Once you’re clear about the values that matter to you, then you can track the daily choices and actions that either support or go against them. You capture both sides of the way you live – the one that feels fulfilling and the one that feels debilitating. You have a positive standard but not one you use to beat yourself with. The skills of mindfulness help you look at how you’re living in a non-judgmental way.
It’s easy to believe that your life is bounded by depression. That’s what I and most depressive lifers know best. We’ve spent too little time living as we’d like to live so it’s hard to shift thinking and the balance of action in the other direction. It’s not a problem limited to people with depression.
For every 1000 whose imaginations are captured by the vivid dramas of Dante’s Hell, maybe one or two follow the story to Paradise. Heaven may be a distant ideal and Hell much closer to where we live. But as the saying has it, if you’re going through Hell, keep going.
The best way I’ve learned to do that is to keep reminding myself of the life I really want and the deepest beliefs and values that can guide me there. Trying to make the choices that support those values rather than depression is an endless process of moving ahead, then back, over and over again. ACT refers to this as committing to action, and it’s an ongoing struggle for me.

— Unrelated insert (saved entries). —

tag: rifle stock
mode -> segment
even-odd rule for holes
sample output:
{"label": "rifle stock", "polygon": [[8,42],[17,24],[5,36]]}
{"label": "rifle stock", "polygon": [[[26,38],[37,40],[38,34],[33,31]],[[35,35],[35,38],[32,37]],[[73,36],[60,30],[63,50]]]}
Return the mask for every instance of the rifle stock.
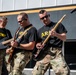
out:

I’ll have a lot more to say about this as I keep working with ACT.
Kate says
I don’t suffer from depression (my husband does), but I do deal with anxiety and ACT sounds like it would be very helpful for that as well. I wish you were still writing new blog posts, but enjoy reading your past posts as well.

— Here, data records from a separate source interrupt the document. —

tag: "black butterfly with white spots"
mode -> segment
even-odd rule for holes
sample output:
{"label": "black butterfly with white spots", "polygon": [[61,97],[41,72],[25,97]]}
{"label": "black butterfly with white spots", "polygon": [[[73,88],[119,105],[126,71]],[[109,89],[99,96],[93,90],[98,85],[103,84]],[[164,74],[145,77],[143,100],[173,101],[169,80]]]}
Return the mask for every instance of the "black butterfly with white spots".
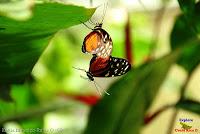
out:
{"label": "black butterfly with white spots", "polygon": [[[102,58],[93,55],[93,58],[90,60],[89,71],[80,68],[75,69],[84,71],[88,77],[87,79],[94,82],[96,89],[101,95],[101,92],[97,88],[97,86],[100,87],[100,85],[95,82],[94,77],[115,77],[124,75],[131,69],[131,64],[126,59],[122,58],[116,58],[112,56],[109,56],[108,58]],[[103,91],[107,95],[110,95],[105,90]]]}

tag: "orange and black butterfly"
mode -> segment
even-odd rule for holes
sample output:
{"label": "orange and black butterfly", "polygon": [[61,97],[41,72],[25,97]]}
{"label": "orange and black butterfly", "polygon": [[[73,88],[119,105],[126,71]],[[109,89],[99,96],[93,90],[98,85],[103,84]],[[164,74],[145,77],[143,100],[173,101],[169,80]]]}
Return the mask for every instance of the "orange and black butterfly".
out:
{"label": "orange and black butterfly", "polygon": [[[90,67],[88,71],[80,68],[74,68],[84,71],[88,77],[85,79],[93,81],[96,89],[98,90],[97,86],[99,85],[94,81],[94,77],[121,76],[131,69],[131,64],[126,59],[111,56],[113,42],[110,35],[102,29],[103,20],[101,23],[94,23],[91,20],[88,22],[90,24],[94,24],[95,27],[92,29],[82,22],[86,27],[92,30],[92,32],[84,38],[82,52],[93,55],[90,60]],[[99,90],[98,92],[101,94]],[[108,94],[105,90],[104,92]]]}
{"label": "orange and black butterfly", "polygon": [[[102,58],[93,55],[93,58],[90,60],[89,71],[80,68],[75,68],[75,69],[84,71],[88,77],[86,79],[93,81],[97,88],[97,83],[94,81],[94,77],[121,76],[127,73],[131,69],[131,64],[126,59],[122,58],[116,58],[112,56],[109,56],[107,58]],[[99,94],[101,94],[99,90],[98,92]],[[104,92],[108,94],[105,90]]]}
{"label": "orange and black butterfly", "polygon": [[113,42],[108,32],[102,28],[106,9],[107,5],[104,8],[103,18],[100,23],[94,23],[91,19],[88,21],[90,24],[95,25],[94,28],[90,28],[82,22],[86,27],[92,30],[92,32],[84,38],[82,45],[83,53],[94,54],[102,58],[107,58],[111,55]]}
{"label": "orange and black butterfly", "polygon": [[113,42],[110,35],[102,29],[102,23],[94,27],[83,41],[82,52],[95,54],[98,57],[107,58],[112,53]]}

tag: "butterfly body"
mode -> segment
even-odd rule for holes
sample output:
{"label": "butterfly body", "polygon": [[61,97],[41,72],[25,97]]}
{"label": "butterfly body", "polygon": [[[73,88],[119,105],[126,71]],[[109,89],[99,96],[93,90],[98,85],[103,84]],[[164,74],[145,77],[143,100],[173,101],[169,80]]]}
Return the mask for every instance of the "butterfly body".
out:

Noch Noch | be me. be natural. says
I get that too. and I end up crying over a small thing. it’s hysterical. look forward to seeing how you progress with ACT. i may have to try it too, see if it helps me calm down a little
Noch Noch
John Folk-Williams says
Hi Noch Nock –
I’m curious too to see how I get on with ACT. Now that I’m sensitive to the awareness/ acceptance approach, I realize how many changes I’ve been through that have made use of it – and how many other forms of therapy incorporate the concept.
I hope you do find something to help you calm down. You know, your writing has a calming effect on me.
John
Felicity (@felicityseeds) says
I’ll be eager to hear your updates, John! It’s so tough to control our thoughts (or, what I find is that even if I can get my thoughts in line, it’s hard to deal with the weighted feeling still left in your chest). I love the “keep going” through hell spirit though. It’s definitely the best option!
John Folk-Williams says
Hi, Felicity –
Thanks for your comment. It’s been a slow process to change my basic attitude toward depression, but I’ve had good results doing that prior to trying ACT. We’ll see how far I can get with this method.
John
Janet Singer says
Excellent post, and though I know you write about depression, it is so relevant to those with OCD as well. I love your analogy of driving and needing to focus on “the big picture” to get the desired results. This is often difficult for those with OCD, but so necessary for their recovery. Thank you for reminding us all how important it is to pay attention to how we want to live our lives, and work as best we can toward these goals.
John Folk-Williams says
Thanks, Janet –
It doesn’t surprise me to hear that the ideas are also relevant to people with OCD. The stories and methods for recovery from OCD have been some of the most inspiring models for me to learn from. I know the DSM draws bright lines to separate mood disorders from fear disorders from personality disorders, etc but there is a lot to be shared when it comes to getting well.
John
Emily Folk on Facebook says
They get to my page, I would like to share them on my feed.
John Folk-Williams on Facebook says
Thanks for the like, Emily. Is there a problem with sharing – do these posts get to your page?